Una pulseada por el proyecto Antilavado

Por Fernando Krakowiak para Página 12

La Comisión de Legislación Penal de la Cámara de Diputados analizará hoy los avances del grupo de expertos que se creó en diciembre para tratar de limar las diferencias y avanzar con un proyecto de ley unificado. El Gobierno busca evitar una sanción del GAFI

La Comisión de Legislación Penal de Diputados analizará hoy los avances del grupo de expertos que se creó en diciembre para tratar de limar las diferencias entre oficialismo y oposición y avanzar con un proyecto unificado de ley antilavado. Las fuentes consultadas por este diario coincidieron en que hay consenso sobre la necesidad de tipificar el lavado como un delito autónomo, pero las diferencias surgen al momento de precisar cuáles serán las competencias de la Unidad de Información Financiera (UIF), organismo de control. El Gobierno apuesta a que antes de junio haya al menos un proyecto con estado parlamentario y perspectivas de ser aprobado para evitar así las sanciones del Grupo de Acción Financiera Internacional (GAFI).

La tipificación del lavado como un delito autónomo constituye un dato clave porque en la actualidad si la persona investigada tiene conexión con el delito previo que motivó el lavado –como ocurre en la gran mayoría de los casos– se la suele investigar sólo por ese primer hecho. Eso es porque el lavado es considerado parte del mismo ilícito y sancionarlo equivaldría a aplicar una doble punición. El problema es que muchas veces el delito previo (narcotráfico, robo, corrupción, terrorismo, tráfico de armas, etc.) es muy difícil de probar y entonces el caso se archiva y ni siquiera se puede confiscar el dinero. Al introducir al lavado como un delito diferenciado, se supone que podría aumentar la capacidad estatal de producir condenas. Esta iniciativa está contemplada en el proyecto oficial y gran parte de la oposición está dispuesta a apoyarla.

Los mayores problemas surgen cuando se debate qué hacer con la UIF. En agosto Elisa Carrió impulsó un proyecto de ley antilavado –redactado por el ex representante argentino ante el GAFI, Juan Félix Marteau–, donde se proponía la eliminación de la UIF y su reemplazo por una Agencia de Inteligencia Financiera, que dependería del Congreso. Esa idea es rechazada por el oficialismo y ni siquiera es vista con buenos ojos por el GAFI.

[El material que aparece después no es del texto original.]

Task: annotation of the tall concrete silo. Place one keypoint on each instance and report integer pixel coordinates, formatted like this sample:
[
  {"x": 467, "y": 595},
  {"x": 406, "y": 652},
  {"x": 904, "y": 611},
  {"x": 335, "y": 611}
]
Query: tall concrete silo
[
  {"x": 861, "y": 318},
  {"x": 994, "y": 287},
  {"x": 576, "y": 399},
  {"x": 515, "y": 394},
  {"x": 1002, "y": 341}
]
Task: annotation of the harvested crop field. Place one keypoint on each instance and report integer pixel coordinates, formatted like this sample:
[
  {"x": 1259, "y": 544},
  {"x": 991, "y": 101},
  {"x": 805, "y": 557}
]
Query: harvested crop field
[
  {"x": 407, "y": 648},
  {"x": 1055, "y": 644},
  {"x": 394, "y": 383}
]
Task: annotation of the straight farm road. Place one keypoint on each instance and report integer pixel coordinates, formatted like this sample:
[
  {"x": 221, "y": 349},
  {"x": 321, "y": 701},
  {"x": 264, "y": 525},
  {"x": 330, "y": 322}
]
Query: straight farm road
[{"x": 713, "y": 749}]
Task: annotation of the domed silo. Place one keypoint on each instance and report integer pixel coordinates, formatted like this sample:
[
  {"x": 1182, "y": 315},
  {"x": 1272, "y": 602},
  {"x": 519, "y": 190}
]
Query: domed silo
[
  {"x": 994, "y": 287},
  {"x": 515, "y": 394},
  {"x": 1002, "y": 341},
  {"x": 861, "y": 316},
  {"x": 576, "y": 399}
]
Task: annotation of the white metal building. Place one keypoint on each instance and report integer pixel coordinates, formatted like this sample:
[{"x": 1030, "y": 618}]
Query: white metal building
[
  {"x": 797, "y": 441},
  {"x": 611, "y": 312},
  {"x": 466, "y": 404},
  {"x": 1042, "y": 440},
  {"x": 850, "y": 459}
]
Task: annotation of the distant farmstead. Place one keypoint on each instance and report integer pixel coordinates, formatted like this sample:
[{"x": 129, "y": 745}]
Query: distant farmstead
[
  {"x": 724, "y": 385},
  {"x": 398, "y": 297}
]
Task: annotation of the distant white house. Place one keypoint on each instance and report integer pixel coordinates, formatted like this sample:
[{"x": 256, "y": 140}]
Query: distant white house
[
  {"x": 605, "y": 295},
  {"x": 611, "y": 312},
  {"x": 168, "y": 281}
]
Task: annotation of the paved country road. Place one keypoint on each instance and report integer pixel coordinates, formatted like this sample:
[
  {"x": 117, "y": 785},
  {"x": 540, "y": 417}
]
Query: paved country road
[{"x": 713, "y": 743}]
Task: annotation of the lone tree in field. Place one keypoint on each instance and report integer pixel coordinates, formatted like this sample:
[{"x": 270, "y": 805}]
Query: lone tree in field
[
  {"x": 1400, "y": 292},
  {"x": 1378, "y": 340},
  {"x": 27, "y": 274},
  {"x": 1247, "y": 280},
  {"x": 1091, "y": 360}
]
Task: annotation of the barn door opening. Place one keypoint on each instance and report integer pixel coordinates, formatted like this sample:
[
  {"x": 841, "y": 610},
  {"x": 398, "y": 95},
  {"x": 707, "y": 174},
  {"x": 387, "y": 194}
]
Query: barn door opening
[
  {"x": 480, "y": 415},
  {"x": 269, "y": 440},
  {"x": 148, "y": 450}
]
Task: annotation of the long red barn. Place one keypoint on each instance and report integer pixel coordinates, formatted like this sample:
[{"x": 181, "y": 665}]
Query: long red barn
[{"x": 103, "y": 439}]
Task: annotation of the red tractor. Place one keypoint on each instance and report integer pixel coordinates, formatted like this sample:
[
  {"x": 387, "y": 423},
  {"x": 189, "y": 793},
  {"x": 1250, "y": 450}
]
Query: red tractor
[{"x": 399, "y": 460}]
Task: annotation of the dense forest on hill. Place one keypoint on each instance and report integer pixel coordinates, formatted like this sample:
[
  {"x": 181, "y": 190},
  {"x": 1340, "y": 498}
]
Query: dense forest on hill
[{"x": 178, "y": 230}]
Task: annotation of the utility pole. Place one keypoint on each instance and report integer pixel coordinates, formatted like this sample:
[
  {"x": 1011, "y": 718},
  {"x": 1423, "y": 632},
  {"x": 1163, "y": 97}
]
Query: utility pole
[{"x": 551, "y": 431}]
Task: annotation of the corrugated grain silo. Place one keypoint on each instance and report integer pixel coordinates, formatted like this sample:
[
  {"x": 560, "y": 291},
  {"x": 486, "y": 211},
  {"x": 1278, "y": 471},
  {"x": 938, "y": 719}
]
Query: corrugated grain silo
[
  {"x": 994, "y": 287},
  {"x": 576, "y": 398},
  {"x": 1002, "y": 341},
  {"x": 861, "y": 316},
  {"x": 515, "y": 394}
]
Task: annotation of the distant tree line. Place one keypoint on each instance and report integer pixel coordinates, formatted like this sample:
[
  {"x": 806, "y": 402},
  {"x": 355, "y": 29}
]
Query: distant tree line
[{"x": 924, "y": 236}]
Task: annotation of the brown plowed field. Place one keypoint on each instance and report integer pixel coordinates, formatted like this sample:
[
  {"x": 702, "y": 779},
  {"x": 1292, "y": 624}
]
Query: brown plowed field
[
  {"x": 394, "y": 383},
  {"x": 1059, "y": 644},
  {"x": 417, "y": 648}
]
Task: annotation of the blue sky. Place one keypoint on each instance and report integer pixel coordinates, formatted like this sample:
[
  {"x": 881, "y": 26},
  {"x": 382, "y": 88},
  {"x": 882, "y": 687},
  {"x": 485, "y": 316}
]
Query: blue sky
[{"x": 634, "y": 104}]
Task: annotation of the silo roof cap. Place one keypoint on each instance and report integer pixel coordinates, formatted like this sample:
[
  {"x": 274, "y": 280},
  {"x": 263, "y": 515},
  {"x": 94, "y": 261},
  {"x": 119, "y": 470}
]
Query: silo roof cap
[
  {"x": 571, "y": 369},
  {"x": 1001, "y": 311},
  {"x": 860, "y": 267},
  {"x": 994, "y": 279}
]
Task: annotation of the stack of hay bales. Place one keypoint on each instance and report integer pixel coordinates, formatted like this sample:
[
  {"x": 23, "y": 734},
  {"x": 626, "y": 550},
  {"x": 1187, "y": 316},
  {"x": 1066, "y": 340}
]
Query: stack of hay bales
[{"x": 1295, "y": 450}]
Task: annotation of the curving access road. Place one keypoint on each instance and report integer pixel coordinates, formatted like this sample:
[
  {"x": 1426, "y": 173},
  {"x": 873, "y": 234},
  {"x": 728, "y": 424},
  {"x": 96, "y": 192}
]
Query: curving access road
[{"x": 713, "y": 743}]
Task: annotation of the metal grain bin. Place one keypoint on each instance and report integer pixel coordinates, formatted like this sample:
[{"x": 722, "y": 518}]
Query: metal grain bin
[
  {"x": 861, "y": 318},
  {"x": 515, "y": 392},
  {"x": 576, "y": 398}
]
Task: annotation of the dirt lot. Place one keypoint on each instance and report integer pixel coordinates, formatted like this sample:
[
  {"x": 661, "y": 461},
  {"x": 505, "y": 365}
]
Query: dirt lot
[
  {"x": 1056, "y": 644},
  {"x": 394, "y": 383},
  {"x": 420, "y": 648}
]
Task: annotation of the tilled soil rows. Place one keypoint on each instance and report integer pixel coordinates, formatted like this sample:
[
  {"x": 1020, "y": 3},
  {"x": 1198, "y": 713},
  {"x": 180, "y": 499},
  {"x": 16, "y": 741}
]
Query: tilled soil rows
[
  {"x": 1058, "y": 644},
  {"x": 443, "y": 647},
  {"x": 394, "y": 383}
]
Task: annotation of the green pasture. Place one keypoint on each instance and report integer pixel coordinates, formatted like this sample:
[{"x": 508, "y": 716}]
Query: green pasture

Dentro del grupo de expertos, donde los distintos partidos tienen un representante, pareciera haber consenso en que la UIF dependa del Ejecutivo, estableciendo un mecanismo transparente de selección de sus funcionarios, pero varios legisladores de la oposición buscan recortarle atribuciones y bloquear la posibilidad de que obtenga nuevas competencias. En el Gobierno afirman que no están dispuestos a que se paralice el organismo porque afirman que fueron justamente las mayores atribuciones que obtuvo la UIF en los últimos meses lo que evitó que el GAFI haya sancionado al país en febrero, incluyéndolo en una lista de Estados no cooperantes en la lucha contra el lavado.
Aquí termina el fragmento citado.